Prison de Fleury-Mérogis : L'épuisement professionnel à l'épreuve de la crise sanitaire ?



L’allocution télévisée du Président de la République a annoncé sans surprise un confinement général de notre pays à partir de ce jour à minuit pour contenir le caractère submersible de l’épidémie.

Ce confinement métro-boulot-dodo pour faire court appelle aussi pour notre section locale à la mise sous cloches de notre établissement pénitentiaire pour prendre en compte en toute lucidité la gravité de la situation sanitaire décrite.

Mais qu’en est-il du moral des troupes ?

Depuis la crise sanitaire les personnels de notre établissement tous grades et corps confondus sont au front et ont répondu présents, souvent au détriment de leur vie familiale et sociale, pour maintenir à bout de bras nos différentes détentions au bord de l’implosion.

Le constat est clair pour notre organisation professionnelle, une autre crise aussi nous guette et infecte nos différentes détentions et bureaux : l’épuisement professionnel !

Tous les indicateurs sont au rouge et montrent le mal être des personnels et le malaise grandissant au sein de notre établissement pénitentiaire : absentéisme galopant et sa politique de lutte, la flambée des heures supplémentaires et la fatigue engendrée, les intimidations, les menaces en tous genres, les agressions verbales et physiques ont pignons sur nos coursives, harcèlement moral, le manque de soutien, le manque de reconnaissance, le manque de dialogue avec la hiérarchie, tour de vis disciplinaire...

Cette détérioration des conditions de travail est nocive et fragilise la santé mentale et l’intégrité physique des personnels au sein de leur environnement professionnel.

Le moral en berne des personnels se conjugue aussi avec une démotivation qui tend à se généraliser dans notre profession.

Notre organisation tente à travers ce communiqué de les comprendre en l’absence d’une médecine de prévention efficiente et le défaut constaté du rôle des Psychologues des personnels en particulier dans ce contexte sanitaire. Par conséquent, ces différentes expertises font défaut dans l’analyse des situations en toute objectivité afin de dégager des pistes de travail pour conseiller l’administration dans sa démarche de prévention en santé.
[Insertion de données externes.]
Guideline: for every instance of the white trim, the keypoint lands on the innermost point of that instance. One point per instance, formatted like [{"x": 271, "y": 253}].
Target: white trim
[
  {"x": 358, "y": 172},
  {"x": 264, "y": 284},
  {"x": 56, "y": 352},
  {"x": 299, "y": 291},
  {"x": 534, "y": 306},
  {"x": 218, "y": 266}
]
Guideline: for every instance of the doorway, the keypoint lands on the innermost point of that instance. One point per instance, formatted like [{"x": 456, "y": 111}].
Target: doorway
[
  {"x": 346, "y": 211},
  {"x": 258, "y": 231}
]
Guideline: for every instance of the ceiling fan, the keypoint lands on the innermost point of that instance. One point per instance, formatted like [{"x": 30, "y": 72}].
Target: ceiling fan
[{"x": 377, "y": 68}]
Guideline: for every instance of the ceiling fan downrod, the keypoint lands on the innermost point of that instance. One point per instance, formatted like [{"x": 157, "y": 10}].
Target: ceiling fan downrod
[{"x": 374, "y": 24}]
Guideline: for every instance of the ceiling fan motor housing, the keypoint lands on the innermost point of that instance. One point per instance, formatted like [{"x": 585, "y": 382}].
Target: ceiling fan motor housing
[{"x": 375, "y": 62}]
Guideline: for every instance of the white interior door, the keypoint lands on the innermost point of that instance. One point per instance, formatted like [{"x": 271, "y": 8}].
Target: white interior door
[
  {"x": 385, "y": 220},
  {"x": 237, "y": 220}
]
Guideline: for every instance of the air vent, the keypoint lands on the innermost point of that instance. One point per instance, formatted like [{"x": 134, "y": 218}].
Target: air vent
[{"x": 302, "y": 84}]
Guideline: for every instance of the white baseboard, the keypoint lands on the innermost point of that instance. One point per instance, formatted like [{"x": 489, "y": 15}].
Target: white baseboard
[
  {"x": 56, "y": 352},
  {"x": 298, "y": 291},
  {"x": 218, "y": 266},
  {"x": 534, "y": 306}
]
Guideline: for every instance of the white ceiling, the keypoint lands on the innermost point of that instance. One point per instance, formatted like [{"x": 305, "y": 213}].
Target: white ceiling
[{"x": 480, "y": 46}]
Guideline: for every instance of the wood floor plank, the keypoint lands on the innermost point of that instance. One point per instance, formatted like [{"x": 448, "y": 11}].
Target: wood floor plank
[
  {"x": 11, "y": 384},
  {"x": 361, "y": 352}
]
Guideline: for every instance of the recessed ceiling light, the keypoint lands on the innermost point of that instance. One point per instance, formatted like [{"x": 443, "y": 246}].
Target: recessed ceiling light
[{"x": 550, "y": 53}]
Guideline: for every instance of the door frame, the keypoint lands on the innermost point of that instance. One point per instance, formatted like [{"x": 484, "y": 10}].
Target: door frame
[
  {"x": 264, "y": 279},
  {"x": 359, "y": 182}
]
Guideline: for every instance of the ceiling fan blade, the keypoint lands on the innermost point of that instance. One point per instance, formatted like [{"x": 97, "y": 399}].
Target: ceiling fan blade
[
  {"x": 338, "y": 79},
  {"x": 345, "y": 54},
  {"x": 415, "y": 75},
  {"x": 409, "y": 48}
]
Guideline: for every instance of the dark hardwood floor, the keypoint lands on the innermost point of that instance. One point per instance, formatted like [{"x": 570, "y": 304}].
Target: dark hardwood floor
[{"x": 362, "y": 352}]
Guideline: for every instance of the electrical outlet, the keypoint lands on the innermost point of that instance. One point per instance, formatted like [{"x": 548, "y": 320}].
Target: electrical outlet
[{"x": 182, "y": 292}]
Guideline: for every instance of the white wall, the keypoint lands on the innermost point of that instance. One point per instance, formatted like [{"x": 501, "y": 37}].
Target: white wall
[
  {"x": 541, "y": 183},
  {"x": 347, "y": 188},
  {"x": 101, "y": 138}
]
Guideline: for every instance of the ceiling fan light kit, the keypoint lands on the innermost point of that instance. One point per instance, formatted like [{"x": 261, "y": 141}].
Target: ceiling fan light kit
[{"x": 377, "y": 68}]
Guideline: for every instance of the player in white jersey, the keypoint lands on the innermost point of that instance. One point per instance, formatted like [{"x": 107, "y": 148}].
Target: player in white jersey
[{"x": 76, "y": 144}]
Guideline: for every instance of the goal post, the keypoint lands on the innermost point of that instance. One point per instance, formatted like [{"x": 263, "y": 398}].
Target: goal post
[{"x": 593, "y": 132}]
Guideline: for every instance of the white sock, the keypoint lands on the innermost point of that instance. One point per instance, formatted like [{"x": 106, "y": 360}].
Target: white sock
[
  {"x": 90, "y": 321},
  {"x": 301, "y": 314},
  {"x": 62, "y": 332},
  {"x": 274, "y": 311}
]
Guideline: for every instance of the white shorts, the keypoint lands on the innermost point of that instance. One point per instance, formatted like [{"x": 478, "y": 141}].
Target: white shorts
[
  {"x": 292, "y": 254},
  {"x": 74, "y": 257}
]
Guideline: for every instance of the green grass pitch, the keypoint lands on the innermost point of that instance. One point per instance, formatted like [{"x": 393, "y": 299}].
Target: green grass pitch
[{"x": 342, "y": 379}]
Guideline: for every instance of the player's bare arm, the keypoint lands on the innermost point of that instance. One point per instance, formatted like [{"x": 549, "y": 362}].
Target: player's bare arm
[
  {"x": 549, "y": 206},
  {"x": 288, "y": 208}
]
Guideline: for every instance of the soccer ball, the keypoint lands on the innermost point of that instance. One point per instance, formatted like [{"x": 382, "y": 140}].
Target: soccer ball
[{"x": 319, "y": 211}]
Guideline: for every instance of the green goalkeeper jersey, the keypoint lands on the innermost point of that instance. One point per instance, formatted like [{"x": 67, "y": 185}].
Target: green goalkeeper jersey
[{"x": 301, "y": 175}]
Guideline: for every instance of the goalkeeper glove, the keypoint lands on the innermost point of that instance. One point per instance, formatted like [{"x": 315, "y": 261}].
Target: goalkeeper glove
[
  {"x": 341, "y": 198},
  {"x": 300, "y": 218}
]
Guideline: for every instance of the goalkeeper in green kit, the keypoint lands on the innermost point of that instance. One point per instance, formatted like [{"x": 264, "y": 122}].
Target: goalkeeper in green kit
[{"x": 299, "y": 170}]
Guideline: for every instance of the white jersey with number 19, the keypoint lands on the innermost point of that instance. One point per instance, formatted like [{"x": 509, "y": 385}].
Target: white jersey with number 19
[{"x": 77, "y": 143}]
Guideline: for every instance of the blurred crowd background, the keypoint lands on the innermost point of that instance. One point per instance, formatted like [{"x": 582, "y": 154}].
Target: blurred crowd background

Enfin le bureau local Force Ouvrière tient à préciser que la parole du détenu ne vaut pas « évangile » et chacun à son niveau doit faire preuve de discernement et d’objectivité dans les enquêtes préliminaires mettant en cause le personnel dans l’exercice de ses fonctions et non satisfaire le lobby des chiffres et statistiques des associations pro-détenus.

Parallèlement, la réactivité du parquet doit être elle aussi proportionnelle quand il s’agit de collègues victimes de violence sous toutes ses formes dans l’exercice de leur fonction !

De même, notre direction locale doit respecter les décisions des instances et être aussi réactive dans les enquêtes relatives au suicide des personnels.

Le bureau local Force Ouvrière appelle à un sursaut de la communauté pénitentiaire et les encourage à déposer plainte pour toutes actes de violences.